If you're using cookies to manage sessions then consider swapping to a different way to authenticate your user.  JWT tokens are very convenient and will let you avoid needing to worry about reconfiguring your caches.  So how can we avoid context?

Avoid session variables


You do not want to persist session state between calls.  The session state forms part of your context and will affect the results of running your program.  This complicates your caching, because you can only cache within the entire context of your transaction.  Your cached results will only be meaningful to the specific case where the user has that exact session state.

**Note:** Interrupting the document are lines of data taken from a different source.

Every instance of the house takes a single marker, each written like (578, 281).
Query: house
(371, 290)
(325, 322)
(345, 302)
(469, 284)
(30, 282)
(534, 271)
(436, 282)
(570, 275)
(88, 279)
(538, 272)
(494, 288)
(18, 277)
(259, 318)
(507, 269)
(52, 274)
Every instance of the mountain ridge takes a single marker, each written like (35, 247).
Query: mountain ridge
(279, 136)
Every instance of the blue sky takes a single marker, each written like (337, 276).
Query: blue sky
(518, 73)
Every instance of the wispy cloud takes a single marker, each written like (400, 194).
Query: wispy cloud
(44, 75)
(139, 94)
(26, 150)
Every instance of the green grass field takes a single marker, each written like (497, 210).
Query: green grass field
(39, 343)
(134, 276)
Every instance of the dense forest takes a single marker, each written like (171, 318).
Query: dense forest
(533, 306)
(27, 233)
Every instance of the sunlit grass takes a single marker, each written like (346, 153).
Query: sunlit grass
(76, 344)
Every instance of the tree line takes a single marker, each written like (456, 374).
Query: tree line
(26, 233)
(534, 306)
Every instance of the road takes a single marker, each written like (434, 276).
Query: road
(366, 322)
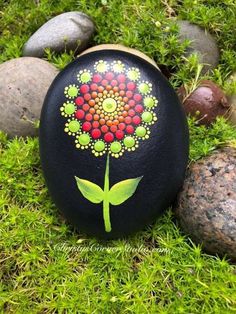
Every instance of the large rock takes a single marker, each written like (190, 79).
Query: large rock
(202, 43)
(112, 129)
(24, 83)
(70, 31)
(206, 207)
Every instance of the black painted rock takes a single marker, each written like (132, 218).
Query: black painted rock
(206, 208)
(24, 83)
(202, 43)
(113, 143)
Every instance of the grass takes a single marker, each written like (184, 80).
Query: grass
(46, 267)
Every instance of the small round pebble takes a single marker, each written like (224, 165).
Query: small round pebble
(202, 43)
(70, 31)
(206, 207)
(206, 102)
(24, 83)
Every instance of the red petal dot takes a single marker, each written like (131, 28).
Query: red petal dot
(79, 114)
(95, 124)
(129, 94)
(131, 86)
(104, 82)
(79, 101)
(121, 126)
(86, 126)
(89, 117)
(131, 103)
(121, 78)
(113, 128)
(84, 88)
(109, 76)
(104, 128)
(131, 112)
(114, 83)
(119, 134)
(136, 119)
(137, 97)
(109, 137)
(122, 86)
(96, 133)
(93, 86)
(87, 97)
(86, 107)
(97, 78)
(128, 120)
(139, 108)
(130, 129)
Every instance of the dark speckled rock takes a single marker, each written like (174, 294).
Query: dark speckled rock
(202, 43)
(206, 207)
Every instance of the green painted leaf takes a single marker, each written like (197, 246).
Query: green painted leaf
(123, 190)
(90, 190)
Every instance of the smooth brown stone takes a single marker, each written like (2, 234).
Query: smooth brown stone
(24, 83)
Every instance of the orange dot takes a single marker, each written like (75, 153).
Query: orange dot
(94, 94)
(100, 89)
(92, 102)
(102, 121)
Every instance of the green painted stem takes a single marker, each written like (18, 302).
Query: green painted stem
(106, 209)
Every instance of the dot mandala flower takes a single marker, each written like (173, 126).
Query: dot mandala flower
(110, 110)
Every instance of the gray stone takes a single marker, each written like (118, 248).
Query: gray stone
(232, 100)
(24, 83)
(202, 43)
(71, 31)
(206, 207)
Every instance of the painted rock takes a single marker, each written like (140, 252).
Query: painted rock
(206, 208)
(113, 143)
(70, 30)
(24, 83)
(202, 43)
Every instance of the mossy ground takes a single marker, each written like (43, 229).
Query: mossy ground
(40, 270)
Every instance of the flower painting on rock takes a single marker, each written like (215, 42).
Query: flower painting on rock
(110, 111)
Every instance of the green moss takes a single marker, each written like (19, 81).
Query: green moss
(41, 271)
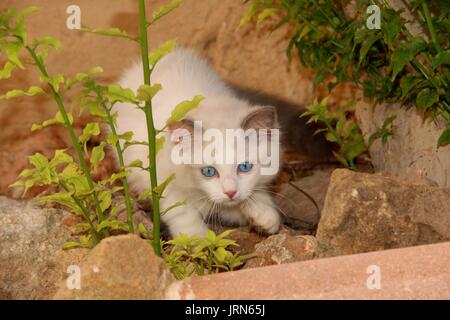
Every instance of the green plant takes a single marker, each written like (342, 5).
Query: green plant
(77, 189)
(202, 255)
(384, 132)
(388, 63)
(340, 129)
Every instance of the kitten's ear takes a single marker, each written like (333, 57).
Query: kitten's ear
(261, 118)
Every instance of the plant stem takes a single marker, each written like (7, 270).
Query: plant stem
(73, 137)
(86, 216)
(426, 13)
(150, 129)
(126, 188)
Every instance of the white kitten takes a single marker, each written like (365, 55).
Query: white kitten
(234, 193)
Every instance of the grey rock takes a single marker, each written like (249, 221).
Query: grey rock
(370, 212)
(298, 209)
(32, 261)
(412, 149)
(120, 267)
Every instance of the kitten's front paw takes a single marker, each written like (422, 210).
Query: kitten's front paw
(269, 221)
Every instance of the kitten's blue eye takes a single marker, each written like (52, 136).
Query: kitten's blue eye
(245, 167)
(209, 171)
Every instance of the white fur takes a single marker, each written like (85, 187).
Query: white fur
(182, 76)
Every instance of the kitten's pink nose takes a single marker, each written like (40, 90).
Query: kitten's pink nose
(230, 194)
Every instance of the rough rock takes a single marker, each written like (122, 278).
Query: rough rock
(121, 267)
(412, 149)
(298, 210)
(248, 238)
(282, 248)
(370, 212)
(32, 261)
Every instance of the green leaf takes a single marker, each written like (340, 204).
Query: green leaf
(98, 154)
(165, 10)
(48, 41)
(407, 83)
(367, 45)
(135, 164)
(127, 136)
(160, 52)
(12, 51)
(159, 190)
(105, 198)
(405, 53)
(54, 81)
(444, 139)
(32, 91)
(441, 58)
(173, 206)
(249, 15)
(160, 143)
(392, 26)
(426, 98)
(113, 225)
(180, 111)
(146, 92)
(5, 73)
(112, 139)
(91, 129)
(64, 199)
(111, 32)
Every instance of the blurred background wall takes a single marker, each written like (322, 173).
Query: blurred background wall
(248, 57)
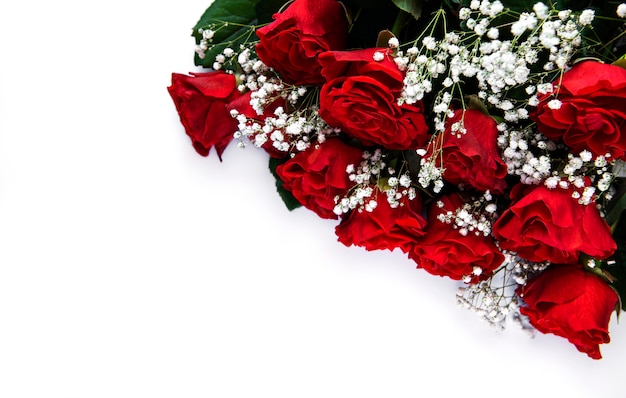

The context of your API needs to be limited to the input parameters that it gets from the HTTP request.  Let the client maintain the state of the application and let your API server worry about supplying the data that the client requests.


Dumb down your API


Don't have your API accept every parameter under the sun and serve up responses that are specific to an application context.  Let your API provide information that can be reused in different application states and cached on the edges of your network.

You might need to rewrite portions of your API and update your clients that consume them.  The performance gains you obtain from this will be significant and will dwarf any efforts you make to optimize your code.  Not running your code at all will always be faster than running optimized code.

The effect of dumbing down your API is to limit the variability of the request parameters passed to it.  By limiting the variability you increase the chance that requests will match a previously cached version.

REST


The entire aim of a RESTful API is to maintain stateless operations.

Scaleability is one of the big wins of having a RESTful API.  Sure you'll enjoy other benefits, but for the purposes of this chapter if you make your API RESTful then you'll avoid context and allow your responses to be cached.

There's a lot of focus on REST with regards to verbs and structuring your endpoints.  All of that is good but when it comes to performance don't lose sight of the goal of stateless operations.